Vroom Inc.

04/29/2024 | Press release | Distributed by Public on 04/29/2024 14:06

Change in Certifying Accountants - Form 8-K

Item 4.01. Change in Registrant's Certifying Accountant.

The Audit Committee (the "Committee") of the Board of Directors of Vroom, Inc. (the "Company") conducted a selection process to determine the Company's independent registered public accounting firm for the fiscal year ending December 31, 2024. The Committee solicited proposals from both PricewaterhouseCoopers LLP ("PwC"), the Company's independent registered public accounting firm for the fiscal year ended December 31, 2023, and RSM US LLP, the current independent auditor for the Company's subsidiary, United Auto Credit Corporation.
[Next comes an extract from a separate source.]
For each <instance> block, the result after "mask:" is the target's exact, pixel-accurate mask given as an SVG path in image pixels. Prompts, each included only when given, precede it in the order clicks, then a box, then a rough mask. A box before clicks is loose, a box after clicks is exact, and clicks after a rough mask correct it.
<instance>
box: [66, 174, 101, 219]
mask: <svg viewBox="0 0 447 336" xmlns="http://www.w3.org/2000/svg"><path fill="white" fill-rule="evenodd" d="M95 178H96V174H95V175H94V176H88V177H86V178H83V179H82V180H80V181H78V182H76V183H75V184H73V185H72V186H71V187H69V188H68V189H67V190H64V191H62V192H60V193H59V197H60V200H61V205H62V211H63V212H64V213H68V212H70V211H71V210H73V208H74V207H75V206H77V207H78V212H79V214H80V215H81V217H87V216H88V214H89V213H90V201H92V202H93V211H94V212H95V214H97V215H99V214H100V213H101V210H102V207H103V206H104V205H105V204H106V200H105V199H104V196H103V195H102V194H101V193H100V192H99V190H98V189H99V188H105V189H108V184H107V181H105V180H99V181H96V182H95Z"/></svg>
As a result of this process, following the review and evaluation of proposals from the participating firms, on April 26, 2024, the Committee approved the appointment of RSM US LLP as the Company's independent registered public accounting firm for the fiscal year ending December 31, 2024, subject to the completion of their routine client acceptance procedures. On the same date, the Committee dismissed PwC as the Company's independent registered public accounting firm immediately after the filing of the Company's quarterly report on Form 10-Q for the quarter ended March 31, 2024 with the Securities and Exchange Commission (the "SEC"). The Company has authorized PwC to respond fully to the inquiries of the successor auditors.

The audit reports of PwC on the Company's financial statements as of and for the years ended December 31, 2023 and 2022 did not contain an adverse opinion or a disclaimer of opinion, nor were they qualified or modified as to uncertainty, audit scope or accounting principles, except in the year ended December 31, 2023, the report included an emphasis of matter paragraph regarding the Company's 2024 value maximization plan, pursuant to which the Company discontinued its ecommerce operations and is winding down its used vehicle dealership business.
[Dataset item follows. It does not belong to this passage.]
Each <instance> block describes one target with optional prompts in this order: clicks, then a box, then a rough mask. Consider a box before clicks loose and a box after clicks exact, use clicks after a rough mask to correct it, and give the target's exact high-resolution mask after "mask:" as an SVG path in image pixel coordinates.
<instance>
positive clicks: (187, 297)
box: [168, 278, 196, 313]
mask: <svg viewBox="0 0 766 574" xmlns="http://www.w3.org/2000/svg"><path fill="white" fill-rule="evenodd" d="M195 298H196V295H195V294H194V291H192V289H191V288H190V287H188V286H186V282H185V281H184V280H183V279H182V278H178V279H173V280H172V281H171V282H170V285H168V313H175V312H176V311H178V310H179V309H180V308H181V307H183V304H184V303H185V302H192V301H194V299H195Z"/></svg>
During the fiscal years ended December 31, 2023 and December 31, 2022, and the subsequent interim period through April 26, 2024, there were: (i) no disagreements within the meaning of Item 304(a)(1)(iv) of Regulation S-K between the Company and PwC on any matter of accounting principles or practices, financial statement disclosure, or auditing scope or procedure, which disagreements, if not resolved to PwC's satisfaction, would have caused PwC to make reference thereto in their reports; and (ii) no reportable events within the meaning of Item 304(a)(1)(v) of Regulation S-K.
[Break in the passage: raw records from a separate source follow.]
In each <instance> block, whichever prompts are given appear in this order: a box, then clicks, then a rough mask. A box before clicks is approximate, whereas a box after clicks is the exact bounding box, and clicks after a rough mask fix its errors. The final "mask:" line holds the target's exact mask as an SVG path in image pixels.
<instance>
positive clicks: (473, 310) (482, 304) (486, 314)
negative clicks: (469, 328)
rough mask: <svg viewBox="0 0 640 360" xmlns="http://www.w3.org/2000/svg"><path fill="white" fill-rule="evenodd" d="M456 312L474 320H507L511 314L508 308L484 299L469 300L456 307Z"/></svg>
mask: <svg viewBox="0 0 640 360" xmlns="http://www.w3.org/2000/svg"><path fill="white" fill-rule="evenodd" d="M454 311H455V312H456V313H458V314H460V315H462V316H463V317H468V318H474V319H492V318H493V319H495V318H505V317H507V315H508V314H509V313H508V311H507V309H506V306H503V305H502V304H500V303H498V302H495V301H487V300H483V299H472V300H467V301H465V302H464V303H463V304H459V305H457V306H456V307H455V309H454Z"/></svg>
The Company provided PwC with a copy of the foregoing disclosures and requested that PwC furnish the Company with a letter addressed to the SEC stating whether or not it agrees with the above disclosures. A copy of the letter furnished pursuant to that request is attached as Exhibit 16.1 to this Current Report on Form 8-K.

During the fiscal years ended December 31, 2023 and December 31, 2022, and during the subsequent interim period through April 26, 2024, neither the Company nor anyone on its behalf has consulted with RSM US LLP regarding: (i) the application of accounting principles to a specific transaction, either completed or proposed, or the type of audit opinion that might be rendered on the Company's financial statements, and neither a written report nor oral advice was provided to the Company that RSM US LLP concluded was an important factor considered by the Company in reaching a decision as to any accounting, auditing, or financial reporting issue; (ii) any matter that was the subject of a disagreement within the meaning of Item 304(a)(1)(iv) of Regulation S-K and the related instructions; or (iii) any reportable event within the meaning of Item 304(a)(1)(v) of Regulation S-K.